Just as loitering times can be used to trigger more scrutiny so can the number of individuals in an area. For businesses where organized retail crime or flash mob thefts are a problem, the detection of groups of people congregating by a business can be cause for concern. AI can identify the number of people clustered together in a group as well as discern types of clothing or accessories they may be wearing. If a group of individuals are detected wearing face coverings or traveling with duffel bags, that could alert the system that something is potentially amidst.


AI enabled security cameras can also analyze traffic flow for everything from vehicles driving in a parking lot to the foot traffic in front of storefronts or building entrances. When it comes to loitering, it can identify individuals who are walking at slower speeds or frequently starting and stopping relative to other people around them. It can also look out for individuals who speed up near a secured entrance to make sure they aren’t trying to gain access by slipping in behind someone else who has authorization to enter.

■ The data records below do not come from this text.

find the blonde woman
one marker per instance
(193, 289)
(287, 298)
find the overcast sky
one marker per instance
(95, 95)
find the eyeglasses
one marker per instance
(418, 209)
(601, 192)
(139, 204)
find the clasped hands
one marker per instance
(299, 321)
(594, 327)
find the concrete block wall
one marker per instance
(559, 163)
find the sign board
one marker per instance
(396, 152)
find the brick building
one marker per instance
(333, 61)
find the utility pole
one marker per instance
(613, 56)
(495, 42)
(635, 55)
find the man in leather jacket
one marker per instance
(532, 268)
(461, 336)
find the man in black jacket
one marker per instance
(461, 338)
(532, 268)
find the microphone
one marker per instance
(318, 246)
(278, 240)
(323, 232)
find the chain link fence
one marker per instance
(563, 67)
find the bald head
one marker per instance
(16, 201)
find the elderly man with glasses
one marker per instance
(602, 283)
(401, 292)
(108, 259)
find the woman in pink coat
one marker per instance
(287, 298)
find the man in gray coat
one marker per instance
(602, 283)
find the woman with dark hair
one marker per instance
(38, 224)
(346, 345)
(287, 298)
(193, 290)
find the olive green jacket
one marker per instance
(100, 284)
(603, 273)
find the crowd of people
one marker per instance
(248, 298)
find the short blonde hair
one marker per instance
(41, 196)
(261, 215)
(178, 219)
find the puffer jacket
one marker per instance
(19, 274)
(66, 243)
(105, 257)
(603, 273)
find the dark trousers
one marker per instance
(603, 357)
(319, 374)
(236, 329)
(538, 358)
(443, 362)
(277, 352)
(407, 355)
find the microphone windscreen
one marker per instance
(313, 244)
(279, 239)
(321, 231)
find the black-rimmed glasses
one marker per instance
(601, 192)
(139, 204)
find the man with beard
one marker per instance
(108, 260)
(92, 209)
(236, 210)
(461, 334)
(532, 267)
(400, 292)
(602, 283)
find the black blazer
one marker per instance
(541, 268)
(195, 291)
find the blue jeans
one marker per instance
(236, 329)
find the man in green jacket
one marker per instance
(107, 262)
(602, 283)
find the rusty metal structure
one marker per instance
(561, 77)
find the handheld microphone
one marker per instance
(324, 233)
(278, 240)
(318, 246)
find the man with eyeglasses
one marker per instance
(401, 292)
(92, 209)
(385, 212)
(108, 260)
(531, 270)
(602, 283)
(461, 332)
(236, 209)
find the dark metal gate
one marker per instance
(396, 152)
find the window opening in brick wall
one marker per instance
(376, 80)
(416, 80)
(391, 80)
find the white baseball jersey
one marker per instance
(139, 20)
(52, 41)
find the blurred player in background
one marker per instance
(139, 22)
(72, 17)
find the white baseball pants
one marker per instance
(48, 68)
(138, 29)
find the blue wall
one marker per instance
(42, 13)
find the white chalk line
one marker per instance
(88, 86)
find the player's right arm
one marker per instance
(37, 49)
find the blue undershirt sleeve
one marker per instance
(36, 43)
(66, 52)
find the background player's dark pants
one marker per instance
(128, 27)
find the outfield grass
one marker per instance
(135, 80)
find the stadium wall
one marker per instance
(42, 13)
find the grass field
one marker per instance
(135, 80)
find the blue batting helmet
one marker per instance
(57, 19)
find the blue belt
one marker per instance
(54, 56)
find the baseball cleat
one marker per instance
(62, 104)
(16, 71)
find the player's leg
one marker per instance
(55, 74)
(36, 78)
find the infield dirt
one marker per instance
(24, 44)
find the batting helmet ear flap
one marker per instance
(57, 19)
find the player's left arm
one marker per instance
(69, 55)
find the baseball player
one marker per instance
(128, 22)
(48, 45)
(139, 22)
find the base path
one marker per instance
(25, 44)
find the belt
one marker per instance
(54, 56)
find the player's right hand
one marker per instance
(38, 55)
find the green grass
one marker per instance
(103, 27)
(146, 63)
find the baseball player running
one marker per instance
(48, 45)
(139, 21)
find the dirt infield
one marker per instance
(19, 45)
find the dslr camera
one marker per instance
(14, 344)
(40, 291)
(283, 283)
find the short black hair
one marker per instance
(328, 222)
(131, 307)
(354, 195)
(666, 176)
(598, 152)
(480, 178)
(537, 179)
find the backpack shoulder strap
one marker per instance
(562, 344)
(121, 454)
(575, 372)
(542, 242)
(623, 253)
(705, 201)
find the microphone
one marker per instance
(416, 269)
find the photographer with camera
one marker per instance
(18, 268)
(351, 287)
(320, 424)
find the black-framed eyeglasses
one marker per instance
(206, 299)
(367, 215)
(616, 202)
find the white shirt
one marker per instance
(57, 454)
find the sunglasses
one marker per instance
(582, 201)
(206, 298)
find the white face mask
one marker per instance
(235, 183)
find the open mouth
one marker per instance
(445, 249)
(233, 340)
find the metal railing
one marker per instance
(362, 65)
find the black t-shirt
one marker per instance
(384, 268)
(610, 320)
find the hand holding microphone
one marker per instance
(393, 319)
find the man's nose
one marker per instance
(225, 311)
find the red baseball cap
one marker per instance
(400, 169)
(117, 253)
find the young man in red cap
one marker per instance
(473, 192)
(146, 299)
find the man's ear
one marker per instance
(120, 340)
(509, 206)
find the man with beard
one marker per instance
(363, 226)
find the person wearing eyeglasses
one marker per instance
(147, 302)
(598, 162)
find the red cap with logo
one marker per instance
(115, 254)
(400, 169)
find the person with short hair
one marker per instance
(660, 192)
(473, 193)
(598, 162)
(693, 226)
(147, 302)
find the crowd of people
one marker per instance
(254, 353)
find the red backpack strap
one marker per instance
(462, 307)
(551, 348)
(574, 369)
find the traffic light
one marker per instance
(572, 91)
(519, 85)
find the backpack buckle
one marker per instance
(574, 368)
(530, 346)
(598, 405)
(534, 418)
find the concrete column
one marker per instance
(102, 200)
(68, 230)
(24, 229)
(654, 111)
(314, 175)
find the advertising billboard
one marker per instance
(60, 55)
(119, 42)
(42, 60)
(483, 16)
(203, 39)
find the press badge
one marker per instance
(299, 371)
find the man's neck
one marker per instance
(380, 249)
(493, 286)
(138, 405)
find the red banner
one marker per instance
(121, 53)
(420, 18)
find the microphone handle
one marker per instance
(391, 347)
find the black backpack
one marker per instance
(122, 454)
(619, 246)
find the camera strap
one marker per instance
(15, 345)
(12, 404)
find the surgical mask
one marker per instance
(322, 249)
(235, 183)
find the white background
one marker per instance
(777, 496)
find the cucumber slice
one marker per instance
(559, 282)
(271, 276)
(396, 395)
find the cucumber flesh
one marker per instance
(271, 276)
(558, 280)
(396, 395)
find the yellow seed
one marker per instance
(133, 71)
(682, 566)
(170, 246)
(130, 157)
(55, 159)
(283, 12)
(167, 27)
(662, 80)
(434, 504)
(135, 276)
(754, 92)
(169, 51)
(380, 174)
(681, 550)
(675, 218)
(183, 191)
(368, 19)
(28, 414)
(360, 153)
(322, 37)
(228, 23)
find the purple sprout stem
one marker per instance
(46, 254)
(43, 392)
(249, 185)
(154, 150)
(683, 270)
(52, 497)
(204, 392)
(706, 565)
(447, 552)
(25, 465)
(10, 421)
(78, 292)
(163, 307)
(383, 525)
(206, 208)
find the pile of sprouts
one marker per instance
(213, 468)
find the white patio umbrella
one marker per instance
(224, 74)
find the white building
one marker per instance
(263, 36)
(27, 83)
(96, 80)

Much of the predictive capabilities AI draws from is in its ability to detect and isolate various behavioral anomalies. The capacity of what AI enabled surveillance systems can do is getting more refined as it collects more data, and the machine learning adapts to that data. It takes a proven security model—utilizing the strength of surveillance cameras and mobile security units—combined with an ultra-quick processing brain. And while crime is often unpredictable and unforeseen, AI enabled security systems are starting to flex their muscles by giving us a clearer picture and better odds of identifying potential dangers in advance.